NAエンジンはストレスを感じるほど遅いということはないので、高速道路などを使用しない近距離移動がメインであれば充分使用に耐えるスペックだ。とはいえ、同じXグレードのターボ付きはたったの7.5万円高(消費税抜)で、さらにフォグランプとメッキグリルも追加されるため、アップダウンの多い場所や高速道路を使用することが多いようであればターボをオススメしたいところ。

標準車のNAを狙うなら、スバルにシフォンとしてOEM供給されているので、見積もりを取ることを忘れずに。
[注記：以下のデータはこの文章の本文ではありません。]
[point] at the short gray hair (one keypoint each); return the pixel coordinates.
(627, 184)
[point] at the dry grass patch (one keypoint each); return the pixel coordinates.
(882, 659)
[Text:小鮒 康一/Photo:島村 栄二,オートックワン編集部]

ダイハツ タントの主要スペック

ダイハツ タントの主要スペック
車種名ダイハツ タント
グレードX“SA3”
駆動方式2WD
トランスミッションCVT
価格(消費税込)1,420,200円
JC08モード燃費28.0km/L
全長3,395mm
全幅(車幅)1,475mm
全高(車高)1,750mm
ホイールベース2,455mm
乗車定員4人
車両重量(車重)930kg
エンジン直列3気筒12バルブDOHC
排気量658cc
エンジン最高出力38kW(52PS)/6,800rpm
エンジン最大トルク60N・m(6.1kgf・m)/5,200rpm
燃料無鉛レギュラーガソリン

燃費テストコース概要

試乗ルート1「高速道路」

燃費レポート<高速道路編の主なコース>

首都高速都心環状線芝公園ランプから首都高湾岸線を経由し、東京湾アクアラインから圏央道の茂原長南インターに向かうというルート。 道路にアップダウンは少なく、流れは区間全体を通しおおよそ80km/h程度。道のりは約70km。

試乗ルート2「郊外路」

燃費レポート<郊外路編の主なコース>

茂原長南インターを降り、国道409号線を西に進み、交差する国道297号線を北上し、東京湾に近い千葉県市原市内の国道16号線まで向かうルート。 道路にアップダウンは少なく信号があまりない上に走行中の流れも良く、好燃費が期待できる区間と言える。道のりは約30km。

試乗ルート3「市街地・街乗り」

燃費レポート<市街地・街乗り編の主なコース>

千葉県市原市の国道16号線から国道357号線、途中から片側1車線になる国道14号線、都県境から蔵前橋通りを経由し、オートックワン編集部に戻るルート。スムースに流れることは少なく、渋滞路が多くを占める区間だ。 平均時速は15~18km/h程度で、イメージとしては混んだ東京都内の道に近い。道のりは約55km。